La mañana del jueves, y tras haber escrito el artículo en el que afirmaba tener la impresión de que la ciudad estaba vacía, yo mismo tuve que comerme mis palabras y mis impresiones como aperitivo. Salimos después del mediodía a dar una vuelta. Pero la cosa había cambiado. La intención era acercarse hasta la Plaza Mayor, donde todos los años por estas fechas instalan puestos en los que venden figuras del belén, adminículos de broma, caretas de tipejos y de monstruos, pelucas de colores y musgo para el nacimiento. Creí que en la Plaza Mayor no habría un alma (así lo creímos todos), y me equivoqué. Aquello estaba hasta los topes, a pesar del frío. Las pelucas y los sombreros vienen muy bien para llevarlos, cada año, a la fiesta de Nochevieja en Zamora. Diría que la más vendida es la peluca afro, que cada temporada la confeccionan con más kilos. Los puestos estaban hasta la bandera. Madrid es una ciudad llena de misterios: aunque uno vea en las imágenes del telediario que en la operación salida están involucrados todos los habitantes de la ciudad, luego hay una mañana abundante en colas y muchedumbres que desmiente cuanto has visto en la tele.

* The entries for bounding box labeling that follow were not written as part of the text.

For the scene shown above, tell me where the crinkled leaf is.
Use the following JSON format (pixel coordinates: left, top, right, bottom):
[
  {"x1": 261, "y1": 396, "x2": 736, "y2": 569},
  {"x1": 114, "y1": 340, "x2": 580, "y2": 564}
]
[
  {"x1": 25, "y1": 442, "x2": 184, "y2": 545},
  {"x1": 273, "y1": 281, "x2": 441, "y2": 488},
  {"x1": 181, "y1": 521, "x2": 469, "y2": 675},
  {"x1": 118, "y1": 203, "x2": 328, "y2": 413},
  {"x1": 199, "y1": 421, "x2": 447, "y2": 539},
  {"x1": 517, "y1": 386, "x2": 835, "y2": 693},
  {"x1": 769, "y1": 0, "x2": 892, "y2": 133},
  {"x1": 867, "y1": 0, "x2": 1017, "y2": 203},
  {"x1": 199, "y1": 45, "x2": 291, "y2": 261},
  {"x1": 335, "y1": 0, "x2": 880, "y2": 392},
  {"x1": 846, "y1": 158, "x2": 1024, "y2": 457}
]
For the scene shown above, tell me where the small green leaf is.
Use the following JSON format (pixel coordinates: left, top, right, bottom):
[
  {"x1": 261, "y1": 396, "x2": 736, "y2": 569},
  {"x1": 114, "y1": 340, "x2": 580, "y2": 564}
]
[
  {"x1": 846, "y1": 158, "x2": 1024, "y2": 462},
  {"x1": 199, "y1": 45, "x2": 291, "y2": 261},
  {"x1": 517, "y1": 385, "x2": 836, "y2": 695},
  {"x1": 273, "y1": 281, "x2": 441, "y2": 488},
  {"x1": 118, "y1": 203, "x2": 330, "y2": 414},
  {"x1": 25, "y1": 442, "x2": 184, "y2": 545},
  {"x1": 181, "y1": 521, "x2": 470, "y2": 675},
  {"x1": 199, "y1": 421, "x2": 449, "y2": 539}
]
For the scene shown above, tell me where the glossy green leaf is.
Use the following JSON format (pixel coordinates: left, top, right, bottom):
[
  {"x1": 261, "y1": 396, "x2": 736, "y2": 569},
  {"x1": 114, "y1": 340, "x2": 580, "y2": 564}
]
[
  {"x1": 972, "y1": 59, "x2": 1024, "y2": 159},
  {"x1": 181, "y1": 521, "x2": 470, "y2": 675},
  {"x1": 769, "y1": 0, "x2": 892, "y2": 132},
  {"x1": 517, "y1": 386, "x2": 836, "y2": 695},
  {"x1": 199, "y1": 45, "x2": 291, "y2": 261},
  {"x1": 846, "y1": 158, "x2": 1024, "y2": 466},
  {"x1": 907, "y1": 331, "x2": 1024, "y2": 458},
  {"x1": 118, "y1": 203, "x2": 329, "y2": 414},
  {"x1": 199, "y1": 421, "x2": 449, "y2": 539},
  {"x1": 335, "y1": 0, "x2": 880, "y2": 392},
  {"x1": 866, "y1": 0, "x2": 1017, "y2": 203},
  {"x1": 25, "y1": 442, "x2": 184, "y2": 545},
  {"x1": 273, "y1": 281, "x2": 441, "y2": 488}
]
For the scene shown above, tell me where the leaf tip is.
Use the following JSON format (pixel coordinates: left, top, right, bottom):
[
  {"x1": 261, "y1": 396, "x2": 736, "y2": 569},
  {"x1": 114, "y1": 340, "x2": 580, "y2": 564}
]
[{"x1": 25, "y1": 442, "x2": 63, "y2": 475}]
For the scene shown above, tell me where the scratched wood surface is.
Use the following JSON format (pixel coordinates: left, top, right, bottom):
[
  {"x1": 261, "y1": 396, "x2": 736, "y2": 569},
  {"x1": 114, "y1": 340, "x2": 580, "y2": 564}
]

Es como si la gente se multiplicara por arte de magia. Como si nos reprodujésemos igual que los gremlins cuando los mojaban con agua.
Los primeros tenderetes con los que topé fueron los de los vendedores de musgo. La imagen del musgo la tengo asociada a los belenes de la infancia. Mis hermanos y yo íbamos al bosque de Valorio, por estas fechas, a coger un poco de musgo de las piedras. No mucho, sólo el suficiente para adornar el nacimiento. Quedaba mejor que el musgo falso, prefabricado, y así el salón o la entrada (dependiendo del lugar escogido para construirlo) olían a hierba húmeda y a tierra fresca durante todas las navidades. Desde que conozco estas barracas de postizos y pelucas de la Plaza Mayor, me gusta jugar a distinguir las caras de las caretas. No resulta tan fácil. Hay caretas muy bien hechas y caras reales demasiado fatigadas por los años o la fealdad. A veces se confunden. Supongo que algunos compradores también confundirán mi nariz con una napia postiza, de broma. Mis amigos suelen preguntarme dónde escondo las tiras de goma que sujetan mi enorme probóscide a la cara. Chistosos, ellos.
Antes de salir a dar este garbeo en el que imaginaba una ciudad vacía, leí en un periódico que en el centro, a medio camino entre la Gran Vía y Chueca, habían instalado el Mercado Gastronómico Urbano. Propuse una visita, atraído por la mención de la caseta en la que los Padres Mercedarios Descalzos de Toro venden licores artesanales. Quería ver el puesto. Atravesar el centro no fue fácil. Como siempre, colas en cualquier sitio: para comprar lotería, para entrar a una tienda de bolsos a precios reducidos, para pedir raciones y cañas en los bares, para comprarse una careta, para cruzar la calle. Antes de meternos en el Mercado Gastronómico entramos en una tasca castiza a picar unas tapas. Se come bien en esos sitios, pero uno debe dejar los escrúpulos en la puerta: los platos tenían tantas manchas resecas como los lamparones del jersey de un vagabundo; el camarero era un vejete con facciones de sátiro y las uñas un poco sucias; los calamares estaban deliciosos, pero de ellos chorreaba una sopa de grasa. Cuando llegamos al Mercado, la mayoría de los tenderos había echado el cierre. No pudimos olfatear los licores de Toro. Dimos un repaso rápido: ofrecían aceites de oliva, pastas, especias, infusiones, vinagres balsámicos, quesos de tetilla, escabeches, mermeladas, capón con trufa, conservas, legumbres y embutidos.